Tutto il mondo è Palestina, ahimè

di francesca meneghetti


Feedback: 7166 | altri commenti e recensioni di francesca meneghetti
venerdì 24 luglio 2020

Il Paradiso probabilmente è uno di quei film che ti lasciano perplesso quando ti alzi dalla poltrona, ma che poi cominciano a frullare nel cervello lascandosi dietro una scia di punti di domanda. E allora capisci che il non è robetta. Ti sforzi di capire, leggi commenti e recensioni, ma non ti soddisfano.
Aiuta la comprensione del testo un minimo di contestualizzazione: sapere che Elia Suleiman nasce a Nazareth da una famiglia greco-ortodossa, si forma a New York, ha prodotto diversi film, conseguendo premi e attenzioni della critica, sulla questione palestinese, proposta però non in modo vittimistico, ma con propensione al grottesco.
Ciò compare sin dall’inizio, con la processione greco-ortodossa nella chiesa dell’annunciazione di Nazareth: inizia in modo solenne, con un coro che enfatizza le parole morte e resurrezione, ma muta registro quando il pope trova la cripta chiusa, con i due custodi ubriachi che si rifiutano di aprirla. Allora si trasforma in un energico combattente che sfonda la porta posteriore e pure i due uomini.
Il protagonista della vicenda è lo stesso regista, che però qui si chiama Es (non Elia) Suleiman, con richiamo, direi, all’Es freudiano, l’inconscio. E’ vedovo: la moglie è morta da poco in seguito a malattia invalidante (la casa ne porta ancora i segni, con i sussidi sanitari). Lui è solo e stranito. Osserva il mondo che lo circonda senza un commento che non sia quello dello sguardo (in tutto il film dirà solo pochissime parole sulla sua provenienza a un tassista nero di New York). Coglie l’assurdità della vita quotidiana di Nazareth, in particolare dei vicini, fuori di testa, e sembra vivere un tentativo di resurrezione dal lutto, sbarazzandosi degli oggetti della moglie e intraprendendo un viaggio. Non prima di aver assaporato il fascino di un uliveto, situato in luogo selvaggio, dove una donna araba, dalle vesti lunghe e dalle cavigliere tintinnanti, trasporta sul capo dei contenitori d’acqua.
Le sue mete saranno Parigi e New York. Le prima scene parigine sembrano improntate a un certo realismo convenzionale. Seduto al tavolo esterno di un bistrot, Es osserva bellissime donne, dalle bellissime gambe, sfilare con eleganza. Sfilano anche nel video che il protagonista osserva nel negozio di fronte, imperterrite, mentre una donna delle pulizie di colore e molto in carne pulisce e spolvera lo stesso schermo. Oppure assiste alla gara folle e crudele (a scapito dei più lenti e deboli) per accaparrarsi una sedia nel giardino del Luxembourg, uno dei posti più chic per prendere il sole e leggere. Ma poi ecco le sequenze che riprendono vie del tutto deserte: le sole presenze sono senzatetto o delinquenti o poliziotti o carriarmati (poi la cosa troverà un senso logico).
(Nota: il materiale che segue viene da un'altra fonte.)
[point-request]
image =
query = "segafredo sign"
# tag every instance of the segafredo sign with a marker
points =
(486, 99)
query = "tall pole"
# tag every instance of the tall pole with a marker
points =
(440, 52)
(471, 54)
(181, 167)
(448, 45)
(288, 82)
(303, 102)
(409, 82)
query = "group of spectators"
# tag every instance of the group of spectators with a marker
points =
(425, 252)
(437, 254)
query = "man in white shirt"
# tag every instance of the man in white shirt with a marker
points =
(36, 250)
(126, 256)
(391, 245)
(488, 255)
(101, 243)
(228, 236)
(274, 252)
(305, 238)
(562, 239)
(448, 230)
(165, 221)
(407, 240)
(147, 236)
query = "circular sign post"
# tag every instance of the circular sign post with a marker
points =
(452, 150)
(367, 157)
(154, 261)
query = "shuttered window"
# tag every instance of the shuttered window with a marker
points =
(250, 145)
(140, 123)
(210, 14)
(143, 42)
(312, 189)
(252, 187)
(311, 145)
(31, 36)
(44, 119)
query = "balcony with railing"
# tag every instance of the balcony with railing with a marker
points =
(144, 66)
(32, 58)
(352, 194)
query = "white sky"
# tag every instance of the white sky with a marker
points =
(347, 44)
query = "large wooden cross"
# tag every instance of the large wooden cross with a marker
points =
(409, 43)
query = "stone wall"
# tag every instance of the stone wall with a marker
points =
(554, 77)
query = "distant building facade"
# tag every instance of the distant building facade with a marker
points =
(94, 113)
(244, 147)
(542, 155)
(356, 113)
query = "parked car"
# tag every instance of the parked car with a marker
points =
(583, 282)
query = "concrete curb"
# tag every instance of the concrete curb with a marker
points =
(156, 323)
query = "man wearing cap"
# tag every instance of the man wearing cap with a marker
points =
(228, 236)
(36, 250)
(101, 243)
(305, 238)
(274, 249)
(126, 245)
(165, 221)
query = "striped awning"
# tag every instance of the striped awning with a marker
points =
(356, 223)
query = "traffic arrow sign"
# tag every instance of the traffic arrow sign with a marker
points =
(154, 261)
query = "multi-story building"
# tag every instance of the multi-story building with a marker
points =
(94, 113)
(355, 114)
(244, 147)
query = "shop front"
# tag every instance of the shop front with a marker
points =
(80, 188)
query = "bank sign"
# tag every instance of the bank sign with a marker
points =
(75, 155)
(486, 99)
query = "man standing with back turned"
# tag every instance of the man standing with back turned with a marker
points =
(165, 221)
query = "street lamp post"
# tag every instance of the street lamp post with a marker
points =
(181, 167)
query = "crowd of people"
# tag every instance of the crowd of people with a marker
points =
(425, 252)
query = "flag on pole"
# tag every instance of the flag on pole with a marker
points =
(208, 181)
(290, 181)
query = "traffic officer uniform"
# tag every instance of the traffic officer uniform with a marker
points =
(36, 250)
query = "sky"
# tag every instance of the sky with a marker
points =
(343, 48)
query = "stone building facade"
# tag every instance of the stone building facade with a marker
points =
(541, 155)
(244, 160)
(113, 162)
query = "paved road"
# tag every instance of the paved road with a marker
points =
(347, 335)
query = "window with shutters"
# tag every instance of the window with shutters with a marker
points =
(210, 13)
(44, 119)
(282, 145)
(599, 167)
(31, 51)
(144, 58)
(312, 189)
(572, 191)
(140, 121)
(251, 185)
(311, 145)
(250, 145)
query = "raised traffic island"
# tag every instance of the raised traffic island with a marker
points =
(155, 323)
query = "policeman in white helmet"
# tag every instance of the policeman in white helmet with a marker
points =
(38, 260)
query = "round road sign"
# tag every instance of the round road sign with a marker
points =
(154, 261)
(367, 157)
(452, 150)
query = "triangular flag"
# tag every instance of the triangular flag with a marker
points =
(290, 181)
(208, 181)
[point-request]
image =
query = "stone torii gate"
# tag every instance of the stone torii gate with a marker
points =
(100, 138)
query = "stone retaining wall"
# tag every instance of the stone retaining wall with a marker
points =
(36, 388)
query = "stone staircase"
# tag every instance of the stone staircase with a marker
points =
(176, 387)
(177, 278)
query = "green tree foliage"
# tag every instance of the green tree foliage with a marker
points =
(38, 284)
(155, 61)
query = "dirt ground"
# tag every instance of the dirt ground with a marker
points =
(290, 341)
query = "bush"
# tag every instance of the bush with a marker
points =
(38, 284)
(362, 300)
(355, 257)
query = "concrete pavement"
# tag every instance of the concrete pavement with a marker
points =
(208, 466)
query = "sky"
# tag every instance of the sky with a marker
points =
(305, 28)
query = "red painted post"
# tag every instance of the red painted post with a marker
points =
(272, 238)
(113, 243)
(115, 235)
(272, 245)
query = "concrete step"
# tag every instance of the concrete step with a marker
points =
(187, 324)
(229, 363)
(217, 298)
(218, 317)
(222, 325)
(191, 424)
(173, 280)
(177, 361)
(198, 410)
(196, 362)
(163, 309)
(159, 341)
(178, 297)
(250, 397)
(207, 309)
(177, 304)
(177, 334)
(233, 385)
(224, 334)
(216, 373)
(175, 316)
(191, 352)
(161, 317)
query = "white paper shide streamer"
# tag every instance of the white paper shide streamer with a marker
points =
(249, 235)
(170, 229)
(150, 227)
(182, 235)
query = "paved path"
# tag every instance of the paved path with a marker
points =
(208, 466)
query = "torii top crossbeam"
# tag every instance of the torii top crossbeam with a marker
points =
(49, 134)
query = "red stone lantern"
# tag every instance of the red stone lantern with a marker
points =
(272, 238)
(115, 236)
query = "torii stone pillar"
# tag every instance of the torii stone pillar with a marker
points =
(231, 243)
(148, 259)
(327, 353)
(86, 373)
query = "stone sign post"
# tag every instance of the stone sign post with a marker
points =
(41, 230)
A Parigi si svela anche uno scopo del viaggio: promuovere un film sulla questione palestinese, ma l’unico ad essere incuriosito, con fin troppa insistenza, da ciò che Suleiman scrive è un uccellino.
Anche a New si alternano scene realistiche con altre caricaturali e grottesche, come quella del supermercato, dove le casalinghe girano tra gli scaffali armate di fucile, o quella, superclassica, del Central Park in vestito autunnale, dove una donna vestita da angelo manifesta per la causa palestinese, venendo inseguita da poliziotti pasticcioni e inconcludenti. Il regista Suleiman dovrebbe parlare di fronte a un piccolo pubblico di studenti di cinema, abbigliati da animali di pelouche, ma non sappiamo se farà sentire la sua voce.
Es ritorna infine a Nazareth, il paradiso probabilmente, se messo a confronto con il mondo occidentale, là dove la tecnologia, applicata al controllo sociale, non impedisce violenze, terrore, ingiustizie, disuguaglianze, e, più in là, guerra e terrorismo. E allora la Palestina, inesistente come stato, diventa metafora di una situazione di non senso universale, mentre il palestinese, esule, spaesato (e senza terra come lo furono un tempo gli ebrei), diventa emblema dell’alienazione dell’uomo di oggi, che di fronte a tante assurdità non può che manifestare la propria perplessità con lo sguardo, senza proferire parola.
Sotto traccia rimane però il tema morte-vita, a cui si collega la donna portatrice d’acqua, che Es va a rivedere non appena ritornato “a casa”.
Ma in fondo una vera trama o un filo narrativo logico non esiste. Conta l'immersione nelle atsmosfere.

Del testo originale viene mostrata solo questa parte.